UBS s’apprête-t-elle à quitter la Suisse? Depuis des mois, le géant bancaire est en froid avec le Conseil fédéral, et menace à ce titre de délocaliser aux Etats-Unis. A Washington, des points concrets auraient d'ores et déjà été discutés.
D’après le «Financial Times», le président du Conseil d'administration d’UBS, Colm Kelleher, et le secrétaire au Trésor américain, Scott Bessent, auraient discuté à huis clos des contours possibles d’un transfert du siège de la banque aux Etats-Unis. Le journal cite trois sources proches du dossier.
UBS nie, Keller-Sutter tempère
A l’origine de cette tentation d’exil: le renforcement des règles en matière de fonds propres que le Conseil fédéral souhaite imposer à UBS. A ce titre, la ministre des Finances Karin Keller-Sutter demande à la banque de mobiliser 23 milliards de dollars supplémentaires. Cette exigence s'inscrit dans le cadre du durcissement des règles pour les banques «too big to fail», conséquence directe de la débâcle de Credit Suisse en 2023.
Malgré les menaces de délocalisation de la grande banque, Karin Keller-Sutter est restée inflexible jusqu'à présent. La ministre des Finances a toutefois accepté de renouer le dialogue et a même rencontré Colm Kelleher le 27 octobre dernier, confirme son cabinet à Blick. La secrétaire d'État Daniela Stoffel était également présente lors de cette entrevue.
Malgré cette détente apparente, le «Financial Times» est catégorique: aussi bien Colm Kelleher que l’administration Trump seraient désormais ouverts à une délocalisation du siège aux Etats-Unis. Jusqu’ici, UBS a toujours nié vouloir tourner le dos à la Suisse. Aujourd'hui, la banque reste sur la même ligne: «Comme nous l’avons répété, nous entendons continuer à opérer avec succès en tant que banque globale depuis la Suisse», indique un porte-parole à la demande de Blick.

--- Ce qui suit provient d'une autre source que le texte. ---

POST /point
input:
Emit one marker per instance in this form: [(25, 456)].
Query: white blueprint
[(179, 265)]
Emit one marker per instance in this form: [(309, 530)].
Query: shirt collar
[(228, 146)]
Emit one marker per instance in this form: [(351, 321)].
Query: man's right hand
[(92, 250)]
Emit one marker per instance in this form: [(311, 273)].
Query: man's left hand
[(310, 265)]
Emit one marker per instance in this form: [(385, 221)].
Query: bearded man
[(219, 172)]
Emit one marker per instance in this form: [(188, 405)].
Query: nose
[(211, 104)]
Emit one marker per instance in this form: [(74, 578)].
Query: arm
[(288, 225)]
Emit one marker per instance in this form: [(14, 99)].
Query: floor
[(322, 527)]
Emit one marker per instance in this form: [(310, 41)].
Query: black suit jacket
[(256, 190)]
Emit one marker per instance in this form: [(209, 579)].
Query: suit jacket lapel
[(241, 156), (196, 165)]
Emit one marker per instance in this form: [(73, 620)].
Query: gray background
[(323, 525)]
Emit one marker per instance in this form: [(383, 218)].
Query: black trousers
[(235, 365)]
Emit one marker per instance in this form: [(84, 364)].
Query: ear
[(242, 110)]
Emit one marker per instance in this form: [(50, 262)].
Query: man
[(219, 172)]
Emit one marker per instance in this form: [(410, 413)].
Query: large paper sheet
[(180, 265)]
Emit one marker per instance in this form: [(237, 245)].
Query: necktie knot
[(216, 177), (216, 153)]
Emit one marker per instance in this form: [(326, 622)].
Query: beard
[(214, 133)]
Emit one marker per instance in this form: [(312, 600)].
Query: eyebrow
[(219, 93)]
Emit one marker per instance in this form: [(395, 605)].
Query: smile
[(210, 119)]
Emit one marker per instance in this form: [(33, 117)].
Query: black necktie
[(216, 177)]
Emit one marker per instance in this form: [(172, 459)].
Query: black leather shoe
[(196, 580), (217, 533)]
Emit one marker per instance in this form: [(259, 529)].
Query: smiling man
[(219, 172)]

La presse internationale s'enflamme
Insuffisant toutefois pour faire taire les rumeurs de départ. En mars, l'agence Bloomberg révélait pour la première fois qu’UBS réfléchissait sérieusement à déplacer son siège à l’étranger.
Depuis, les informations se sont multipliées, surtout dans la presse internationale. Fin octobre, un chroniqueur de Bloomberg signait même un article explosif intitulé «Le départ d’UBS se rapproche». Il y évoquait notamment l’hypothèse d’un rachat par une banque américaine. Seulement, à l'heure actuelle, aucun acheteur potentiel ne semble intéressé.
Les Etats-Unis, seul point de chute possible
Mais à quoi pourrait ressembler concrètement un départ d’UBS ? Et quels seraient les coûts et les risques d'une délocalisation? La «Handelszeitung» a passé ce scénario au crible dans un article – relayé par Blick – en sollicitant plusieurs spécialistes de la régulation. Leur verdict est clair: «C’est réalisable avec l’aval des autorités, mais extrêmement coûteux», résume un expert de premier plan en réglementation bancaire.
Selon ces spécialistes, une seule destination aurait du sens pour UBS: les Etats-Unis. Les régulateurs américains ont en effet l’habitude de superviser des banques systémiques et, en cas de crise, la puissante Réserve fédérale serait en mesure de soutenir financièrement le géant bancaire.
Pour la place financière suisse, un départ d’UBS serait en revanche dévastateur. Des milliards de recettes fiscales et de nombreux emplois s’envoleraient à l’étranger, tandis que la célèbre Paradeplatz de Zurich verrait sa réputation sérieusement endommagée. L’ancien patron de la surveillance bancaire Daniel Zuberbühler se montre toutefois plus nuancé: «Un déménagement ne serait pas souhaitable, mais ce ne serait pas non plus une catastrophe», déclarait-il à la mi-septembre dans un entretien à Blick.